Par un jugement du 13 octobre 2021, le magistrat désigné par la présidente du tribunal administratif de Toulouse a renvoyé devant une formation collégiale de ce tribunal les conclusions présentées à l'appui de la requête de Mme D épouse B, enregistrée sous le n° 2100836, qui tendent à l'annulation de l'arrêté du 11 janvier 2021 de la préfète du Tarn en tant, seulement, qu'elle a refusé de lui délivrer un titre de séjour.
Elle soutient que la décision de refus de titre de séjour attaquée :
- est prise par un signataire incompétent ;
- est insuffisamment motivée ;
- est entachée d'un défaut d'examen réel et sérieux de sa situation personnelle ;
- est entachée d'un vice de procédure en raison du défaut de saisine de la commission du titre de séjour ;
- méconnaît l'article L. 313-11 (4°) du code de l'entrée et du séjour des étrangers et du droit d'asile ;
- méconnaît l'article L. 313-11 (7°) du code de l'entrée et du séjour des étrangers et du droit d'asile ;
- méconnaît l'article 8 de la convention européenne de sauvegarde des droits de l'homme et des libertés fondamentales ;
Par un mémoire en défense enregistré le 28 avril 2021, le préfet du Tarn conclut au rejet de la requête.
Il fait valoir que :
Les moyens soulevés par Mme D épouse B ne sont pas fondés.

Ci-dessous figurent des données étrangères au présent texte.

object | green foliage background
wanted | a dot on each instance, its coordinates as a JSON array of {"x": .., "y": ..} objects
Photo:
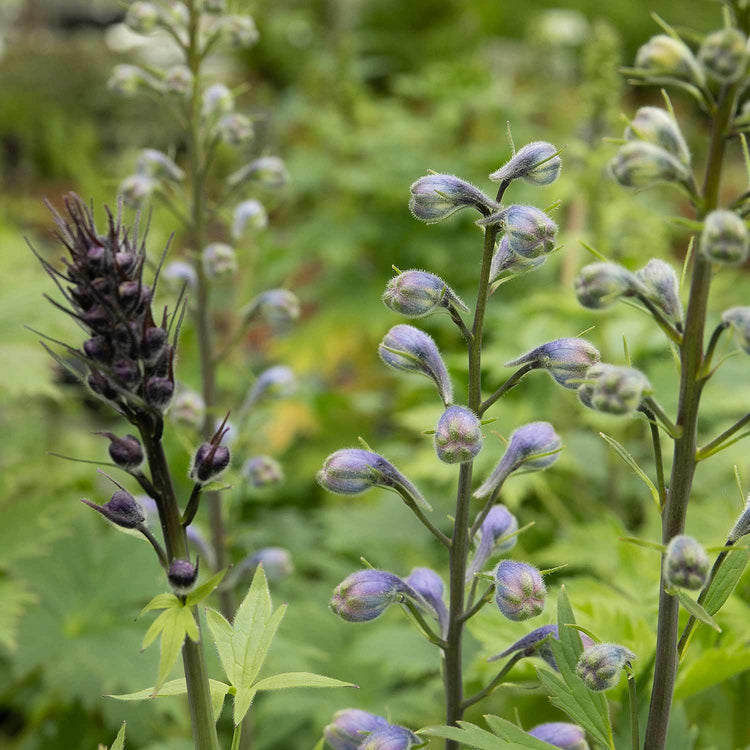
[{"x": 361, "y": 98}]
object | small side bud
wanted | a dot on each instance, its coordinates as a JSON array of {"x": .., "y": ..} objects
[
  {"x": 599, "y": 666},
  {"x": 458, "y": 435},
  {"x": 408, "y": 349},
  {"x": 520, "y": 592},
  {"x": 686, "y": 563}
]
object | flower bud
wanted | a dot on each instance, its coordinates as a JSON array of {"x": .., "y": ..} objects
[
  {"x": 666, "y": 56},
  {"x": 723, "y": 54},
  {"x": 641, "y": 164},
  {"x": 366, "y": 594},
  {"x": 209, "y": 462},
  {"x": 533, "y": 447},
  {"x": 725, "y": 238},
  {"x": 248, "y": 216},
  {"x": 536, "y": 163},
  {"x": 519, "y": 590},
  {"x": 390, "y": 738},
  {"x": 349, "y": 728},
  {"x": 686, "y": 563},
  {"x": 565, "y": 360},
  {"x": 662, "y": 287},
  {"x": 122, "y": 510},
  {"x": 560, "y": 734},
  {"x": 419, "y": 293},
  {"x": 600, "y": 285},
  {"x": 656, "y": 125},
  {"x": 614, "y": 390},
  {"x": 219, "y": 260},
  {"x": 408, "y": 349},
  {"x": 182, "y": 576},
  {"x": 498, "y": 523},
  {"x": 436, "y": 196},
  {"x": 458, "y": 435},
  {"x": 599, "y": 666},
  {"x": 262, "y": 471}
]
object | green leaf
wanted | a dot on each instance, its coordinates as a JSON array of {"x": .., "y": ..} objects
[{"x": 205, "y": 590}]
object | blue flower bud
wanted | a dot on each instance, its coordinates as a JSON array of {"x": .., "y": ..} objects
[
  {"x": 561, "y": 734},
  {"x": 536, "y": 163},
  {"x": 498, "y": 523},
  {"x": 563, "y": 359},
  {"x": 725, "y": 238},
  {"x": 408, "y": 349},
  {"x": 519, "y": 590},
  {"x": 429, "y": 585},
  {"x": 350, "y": 727},
  {"x": 532, "y": 447},
  {"x": 262, "y": 471},
  {"x": 600, "y": 285},
  {"x": 437, "y": 196},
  {"x": 686, "y": 563},
  {"x": 614, "y": 390},
  {"x": 662, "y": 287},
  {"x": 458, "y": 435},
  {"x": 366, "y": 594},
  {"x": 419, "y": 293},
  {"x": 723, "y": 54},
  {"x": 599, "y": 666},
  {"x": 390, "y": 738}
]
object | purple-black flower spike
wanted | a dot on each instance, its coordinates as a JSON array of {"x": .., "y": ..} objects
[
  {"x": 408, "y": 349},
  {"x": 533, "y": 439},
  {"x": 561, "y": 734},
  {"x": 429, "y": 585},
  {"x": 565, "y": 360},
  {"x": 499, "y": 523},
  {"x": 349, "y": 728}
]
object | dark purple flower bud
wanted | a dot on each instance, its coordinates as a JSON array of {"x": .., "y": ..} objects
[
  {"x": 686, "y": 563},
  {"x": 725, "y": 238},
  {"x": 533, "y": 447},
  {"x": 408, "y": 349},
  {"x": 350, "y": 727},
  {"x": 537, "y": 163},
  {"x": 519, "y": 590},
  {"x": 458, "y": 435},
  {"x": 209, "y": 462},
  {"x": 565, "y": 360},
  {"x": 182, "y": 576},
  {"x": 436, "y": 196},
  {"x": 122, "y": 510},
  {"x": 499, "y": 523},
  {"x": 418, "y": 293},
  {"x": 560, "y": 734},
  {"x": 599, "y": 666}
]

Par ordonnance du 17 juin 2022, la clôture d'instruction a été fixée au 29 juillet 2022.
Vu les autres pièces du dossier.
Vu :
- la convention européenne de sauvegarde des droits de l'homme et des libertés fondamentales ;
- le code de l'entrée et du séjour des étrangers et du droit d'asile ;
- le code des relations entre le public et l'administration ;
- la loi n° 91-647 du 10 juillet 1991 relative à l'aide juridique ;
- le code de justice administrative.
Le président de la formation de jugement a dispensé la rapporteure publique, sur sa proposition, de prononcer des conclusions à l'audience.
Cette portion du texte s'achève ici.